Ryman Healthcare had a new lease of life, rising nearly 6 per cent, while a cautious New Zealand sharemarket couldn’t hold on to hard-earned gains.
The cautious S&P/NZX 50 Index traded steadily till a mid-afternoon fall to close at 11,932.92, down 15.8 points or 0.13 per cent after reaching a morning high of 11,998.02.
There were 70 gainers and 61 decliners over the whole market on volume of 29.5 million share transactions worth $110.55 million.
Matt Goodson, managing director of Salt Funds Management, said the market was starting to see more activity as people returned from holiday - and it was held back by Fisher and Paykel Healthcare and Ebos being flat.
“There was a large line of more than one million Ryman shares cleared on the market and the stock bounced after that.”
He said there was an element of cautiousness ahead of the December consumer price index release. “It’s quite an important day as the latest inflation number will dictate the monetary policy path taken by the Reserve Bank.”
The United States markets rebounded overnight on growing optimism that the Federal Reserve will begin slowing the pace of interest rate hikes, with recent economic data showing inflation is moderating.
The Dow Jones Industrial Average gained 0.76 per cent to 33,629.56 points; S&P 500 increased 1.19 per cent to 4019.81; and Nasdaq Composite was up 2.01 per cent to 11,364.41, having risen 8.58 per cent so far this year.
The Australian market continues to hum along, with the S&P/ASX 200 Index increasing 0.45 per cent to 7491.2 points at 6pm NZ time and reaching a 100-day high.

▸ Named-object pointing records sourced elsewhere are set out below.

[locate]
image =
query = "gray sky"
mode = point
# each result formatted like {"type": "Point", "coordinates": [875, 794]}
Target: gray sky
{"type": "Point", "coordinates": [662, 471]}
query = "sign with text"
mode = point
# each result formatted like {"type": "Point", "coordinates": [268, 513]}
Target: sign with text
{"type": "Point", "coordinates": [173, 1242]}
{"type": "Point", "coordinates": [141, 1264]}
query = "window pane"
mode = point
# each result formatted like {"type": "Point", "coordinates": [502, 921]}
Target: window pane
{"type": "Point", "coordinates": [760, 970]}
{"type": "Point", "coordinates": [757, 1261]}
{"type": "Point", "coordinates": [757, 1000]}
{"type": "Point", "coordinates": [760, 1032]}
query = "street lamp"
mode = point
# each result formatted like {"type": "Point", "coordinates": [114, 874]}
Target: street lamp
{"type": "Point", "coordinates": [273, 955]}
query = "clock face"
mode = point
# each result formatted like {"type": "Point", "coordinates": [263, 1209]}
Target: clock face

The index, rising 6 per cent so far, has had its second-best start to a year in three decades.
At home, Ryman Healthcare – the country’s biggest retirement village operator - rose 33c or 5.72 per cent to $6.10 with 2.67 million shares worth $16.2m changing hands. Ryman has fallen more than 43 per cent over the past 12 months and is well off its peak of $15.80 achieved in early September 2021.
Goodson said investors are still concerned about Ryman’s balance sheet and the level of its debt against the background of a difficult resale and housing market.
Fellow retirement stocks Summerset Group was up 19c or 1.96 per cent to $9.89, and Arvida gained 2c or 1.79 per cent to $1.14.
Fisher and Paykel Healthcare was down 14c to $25.20 on trade worth $23.1m, and Ebos Group declined 69c to $45.03.
Goodson said investors were weighing up against valuation whether Fisher and Paykel’s positive trading update, with increased sales in China, was repeatable or just a one-off.
“Ebos’ share price has been skittish lately, but it’s becoming more likely that it will be included in the MSCI World Index, to be known on February 10,” he said.
Serko rose a further 15c or 6.67 per cent to $2.40 after its positive trading update; Mainfreight gained $1.35 or 1.91 per cent to $72; Gentrack climbed 17c or 6.3 per cent to $2.87; and Vector was up 9c or 2.09 per cent to $4.40.
Delegat Group added 12c to $10.20; Vulcan Steel gained 10c to $9.95; PGG Wrightson increased 6c to $4.45; Cooks Coffee improved 1.5c or 3.95 per cent to 39.5c; Green Cross Health collected 3c or 2.29 per cent to $1.34; and Property for Industry added 3.5c to $2.30.
Kiwi Property was up 0.005c to 92.5c after telling the market its shopping centres achieved a record $1.7b sales last year, an increase of 26 per cent on pre-Covid 2019. There were 25 million customer visits to Auckland’s Sylvia Park and LynnMall and The Base in Hamilton, spending $200m in December alone.
AFT Pharmaceuticals, increasing 9c or 2.43 per cent to $3.80, has signed an agreement with Slovenia’s Salus Pharmaceuticals to distribute the Maxigesic intravenous pain relief in nine Eastern European countries.
Auckland International Airport was down 4c to $8.41 after telling the market that passenger volumes had reached 75 per cent of pre-Covid levels, with 1.33 million in November and 1.49 million in December.
Recruitment company Accordant Group declined 7c or 3.95 per cent to $1.70 after announcing the purchase of Auckland executive search firm Hobson Leavy, expected to grow annual operating revenue (ebitda) by more than $2m.
Other decliners were a2 Milk giving up 8c to $7.33; Briscoe Group down 8c to $4.60; KMD Brands decreasing 2c or 1.85 per cent to $1.06; NZ Oil & Gas shedding 2c or 4.55 per cent to 42c; Smartpay losing 4.5c or 3.21 per cent to $1.36; and MHM Automation falling 4c or 4.55 per cent to 84c.
TradeWindow, unchanged at 43c, has now received approval to issue certificates of origin to the Australian market under two trade agreements – Regional Comprehensive Economic Partnership, and Asean-Australia-New Zealand.
Auckland Real Estate, unchanged at 93c, plans to delist from the NZX and ASX exchanges by mid-April to save costs and will continue as an unlisted trust.